Would it be better to give them a short, sharp shock and head the problem off at the pass? Maybe, but that's impossible in an age in which parents are just as likely to be as violent as their revolting offspring. European law wouldn't allow it, anyway.
The other issue that has surfaced again is that of smacking children.
Reading the views of a childless psychologist in a quality broadsheet the other day, the usual old twaddle was once again regurgitated.
You know . . . smacking is child abuse, violence breeds violence, smacking a child says more about the parent than the child and so on. I quite agree, it may well do.
But would this same writer, worn down to a pencil stub of endurance, and presented with an e-numbers-crazed child that is methodically demolishing the house at midnight, come to the conclusion that intelligent reason and debate on the matter in hand might be appropriate action?
I smacked my children on occasions.
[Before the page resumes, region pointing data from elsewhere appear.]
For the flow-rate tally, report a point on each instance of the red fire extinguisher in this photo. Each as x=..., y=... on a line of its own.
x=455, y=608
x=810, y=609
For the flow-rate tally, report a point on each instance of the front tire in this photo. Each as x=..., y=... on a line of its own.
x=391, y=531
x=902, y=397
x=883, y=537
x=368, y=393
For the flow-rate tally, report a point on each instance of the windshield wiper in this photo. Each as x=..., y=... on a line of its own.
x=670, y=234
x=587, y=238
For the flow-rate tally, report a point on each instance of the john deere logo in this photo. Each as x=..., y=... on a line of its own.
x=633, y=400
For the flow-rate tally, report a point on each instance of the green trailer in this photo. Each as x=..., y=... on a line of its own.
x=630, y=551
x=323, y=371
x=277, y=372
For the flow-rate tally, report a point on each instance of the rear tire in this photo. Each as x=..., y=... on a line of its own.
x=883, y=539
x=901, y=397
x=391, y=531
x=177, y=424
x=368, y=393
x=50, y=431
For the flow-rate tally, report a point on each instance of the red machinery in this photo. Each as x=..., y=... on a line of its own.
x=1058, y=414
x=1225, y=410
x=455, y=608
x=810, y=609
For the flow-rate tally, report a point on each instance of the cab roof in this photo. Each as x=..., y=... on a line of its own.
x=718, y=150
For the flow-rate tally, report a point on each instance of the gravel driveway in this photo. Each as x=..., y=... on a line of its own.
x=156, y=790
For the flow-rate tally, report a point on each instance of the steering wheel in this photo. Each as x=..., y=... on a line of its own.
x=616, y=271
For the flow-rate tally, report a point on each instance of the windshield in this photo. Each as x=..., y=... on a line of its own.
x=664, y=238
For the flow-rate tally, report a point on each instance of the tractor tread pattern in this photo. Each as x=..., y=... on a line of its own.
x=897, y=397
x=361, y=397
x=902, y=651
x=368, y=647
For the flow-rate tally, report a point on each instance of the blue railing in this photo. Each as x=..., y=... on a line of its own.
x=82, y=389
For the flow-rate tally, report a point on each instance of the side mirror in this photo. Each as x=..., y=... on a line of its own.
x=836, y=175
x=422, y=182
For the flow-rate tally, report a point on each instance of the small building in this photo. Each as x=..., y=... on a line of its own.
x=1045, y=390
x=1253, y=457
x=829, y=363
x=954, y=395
To be honest, this happened when I had run out of ideas and, in wearied desperation, sought to bring an immediate end to whatever tortures they were aiming in my direction.
I suppose in the world of the new middle-class absentee parent, that which is inhabited by five-days-a-week childminders, nannies and the like, smacking must seem a crime worse than eating your grandmother.
The irony is that these people screw their kids up far more by calculatingly, selfishly pursuing their own career at the expense of their children's sense of security.
Nevertheless, we started with corporal punishment in schools, and this is where we will finish. Suffice to say, the old ways were outlawed, but were not replaced with anything, leaving a void.
Tragically, the results are now all around us, on the streets and public places, the inevitable consequence of our liberal society's moral evasion in providing an alternative.
And I have no idea what is the answer.